Smoke Bitten (Mercy Thompson, #12)(60)



And I wondered why Fiona had asked me about the fae. There were vampires here—and other things that defied classification. Had she known about the bite?



* * *



? ? ?

They set my nose at the hospital. As soon as the medical professionals left me to my own devices, I decamped and went looking for Makaya. I found Auriele and Kelly waiting in one of the other emergency bays and wandered in.

“Nice shirt,” said Auriele.

Mine had made me look like an extra from a horror movie because broken noses bleed. So I’d been issued a hospital top. The hospital issue was a pale beige color that made my Native-toned skin look greenish. Solemnly I turned around so she could get a good look at the open back.

“I don’t think I’ll be setting any fashion trends soon,” I told her. “Makaya in X-ray?”

“Yes,” Auriele nodded. “Hannah went with her. She’ll let them stitch her up in another room as soon as Makaya is taken care of. Makaya is pretty traumatized and wanted her mother.”

“How bad is Hannah’s cut?” I asked.

“Long,” she said. “But not deep. It will need stitches at the top, but the bottom is okay. He cut her with that knife he pulled on you.”

I knelt to talk to Kelly. “How are you doing?”

His muzzle wrinkled up and he let out a low, angry growl.

“He walked in here on his own,” Auriele said. “But it wasn’t easy for him. I checked him over pretty thoroughly. I don’t think any of his bones were misaligned.”

She meant none of them would have to be rebroken.

Kelly was still growling.

“I know,” I said. “Me, too. Those people are not becoming members of our pack. But you have to stop growling now, before you scare someone.”

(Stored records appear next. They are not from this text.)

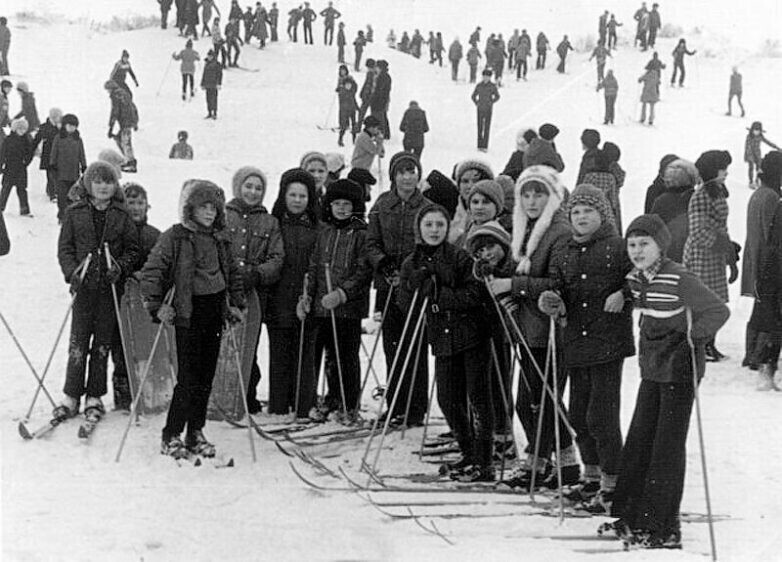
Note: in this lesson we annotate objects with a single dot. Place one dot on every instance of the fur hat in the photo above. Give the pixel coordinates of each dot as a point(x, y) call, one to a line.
point(681, 173)
point(241, 176)
point(195, 193)
point(711, 162)
point(492, 230)
point(651, 225)
point(549, 178)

“They don’t intend to join us, remember,” said Auriele dryly. “They will let Adam take three of his people and you. Who are you going to pick?” She knew Adam and me well enough to know that wandering off and leaving the pack to someone else was not going to happen.

I snorted with more dismissal than I actually felt. “They have no chance now. If they wanted to take the pack from us, they shouldn’t have gone for Kelly’s home. No one will follow a wolf who allows children to be attacked.”

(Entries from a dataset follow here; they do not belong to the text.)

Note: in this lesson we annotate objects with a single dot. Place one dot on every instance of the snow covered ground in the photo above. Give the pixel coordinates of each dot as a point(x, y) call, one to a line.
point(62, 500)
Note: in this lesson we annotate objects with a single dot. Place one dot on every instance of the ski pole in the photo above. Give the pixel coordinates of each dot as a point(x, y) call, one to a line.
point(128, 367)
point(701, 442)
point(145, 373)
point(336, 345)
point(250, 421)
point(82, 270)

I stood up abruptly. “Adam is here.” I didn’t smell him. My bond was currently telling me nothing. But I heard his voice. At least my ears were working.

I stepped out of the alcove and looked around, finding him talking to a nurse. I’d called him as soon as the truck carrying Fiona and the Palsics had left and told him what had happened.

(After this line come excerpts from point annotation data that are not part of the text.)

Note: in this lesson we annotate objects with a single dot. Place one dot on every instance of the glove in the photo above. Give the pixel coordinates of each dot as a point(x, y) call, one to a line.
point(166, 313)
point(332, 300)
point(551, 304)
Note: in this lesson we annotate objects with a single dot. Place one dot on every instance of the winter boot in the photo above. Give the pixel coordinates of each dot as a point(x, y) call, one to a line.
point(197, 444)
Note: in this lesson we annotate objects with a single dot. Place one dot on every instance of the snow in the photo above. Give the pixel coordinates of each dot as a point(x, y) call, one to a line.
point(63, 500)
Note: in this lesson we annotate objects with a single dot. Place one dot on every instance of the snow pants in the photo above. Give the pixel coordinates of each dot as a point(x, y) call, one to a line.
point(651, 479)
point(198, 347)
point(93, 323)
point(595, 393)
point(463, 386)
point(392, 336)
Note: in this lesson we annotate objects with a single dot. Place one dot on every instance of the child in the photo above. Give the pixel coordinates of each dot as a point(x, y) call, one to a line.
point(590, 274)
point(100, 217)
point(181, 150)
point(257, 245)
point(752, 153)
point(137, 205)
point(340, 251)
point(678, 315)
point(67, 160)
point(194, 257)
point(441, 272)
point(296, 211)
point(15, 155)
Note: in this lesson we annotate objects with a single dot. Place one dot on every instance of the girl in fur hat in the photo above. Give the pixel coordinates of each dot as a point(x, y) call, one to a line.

Adam had been about an hour’s drive away, out in the Hanford Area, nearly six hundred square miles of government access-restricted land surrounding the numerous nuclear reactors and reprocessing facilities being slowly deactivated and cleaned up. He’d known Kelly was hurt—had tried calling him. Then he’d called Darryl and Warren. Apparently, no one except Auriele and me had been alerted by the pack bonds—we had been the closest to the trouble. I was, once I’d had a chance to think about it, a little uncomfortable with what that said about the pack bonds—implying an intelligence at work that did not belong to anyone in the pack.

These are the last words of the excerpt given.